Presiding over this economic disaster is a cabinet hailed by Mugabe at
the time of its appointment in July as bringing "new thinking" to bear
on the myriad problems the country faces. It certainly includes
younger, business-oriented members such as finance minister Simba
Makoni and trade minister Nkosana Moyo. But the government is
answerable, not to parliament with its robust opposition presence, but
to the Stalinist politburo which is hand-picked by Mugabe. It is
therefore open to question how the "new-look" cabinet with its
so-called technocrats can tackle Zimbabwe's deep-seated problems when
the author of the country's misfortunes continues to exercise absolute
power through instruments tailored in the 1980s for a one-party
dictatorship
Facing a presidential poll in 2002 which he has not yet said he won't
contest, and anyway wishing to be remembered as the benefactor of the
rural poor, Mugabe is inclined to use all means of persuasion at his
disposal including war veterans prepared to bludgeon opposition
supporters.
Nevertheless, the South African government continues to insist that
Zimbabwe's problems are colonial in nature and therefore amenable to
negotiable solutions. This presents a conundrum. How will Pretoria play
its role in terms of economic support while international donors, who
like the MDC see the problem as essentially one of governance, sit on
their hands because Mugabe is sabotaging the agricultural foundations
on which the rest of the economy is built?
After a meeting in Harare with their South African counterparts at the
beginning of August, Makoni and Moyo were invited to Pretoria to
negotiate trade and credit agreements. These were seen as part of an
interlocking process. Mbeki and his officials would open the way for
Zimbabwe's international rehabilitation and International Monetary Fund
(IMF) loans while Mugabe undertook to restore the rule of law on the
land.
Zimbabwean ministers claim that is being done. The designation of over
3,000 farms has been carried out in accordance with the new land
acquisition law promulgated by decree under the Presidential Powers
(Temporary Measures) Act and an accompanying constitutional amendment
declaring Britain responsible for compensation forced through
parliament immediately ahead of the June election.

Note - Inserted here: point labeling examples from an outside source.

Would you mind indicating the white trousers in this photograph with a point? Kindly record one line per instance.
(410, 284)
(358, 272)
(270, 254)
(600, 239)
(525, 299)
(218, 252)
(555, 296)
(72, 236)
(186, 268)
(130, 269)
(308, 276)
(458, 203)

Zanu-PF lost the
two-thirds majority required for such amendments in the election.
The confiscation of productive land to propitiate ruling-party
supporters whose violent occupations the president has endorsed,
without any consultation with stakeholders and at enormous cost to the
economy, is certain to prevent a resumption of IMF support.
Furthermore, by signalling to the world that the region supports a
policy of lawlessness and extortion because it can be justified by
history, Southern African leaders are in effect telling investors to
stay away.
The people of Zimbabwe, in two democratic verdicts this year, have
rejected Mugabe's arbitrary approach to land acquisition and his
disastrous economic management. Ignoring those outcomes and expressing
solidarity with a leader who holds his own laws in contempt could
explain why Trevor Manuel is having problems with market sentiment.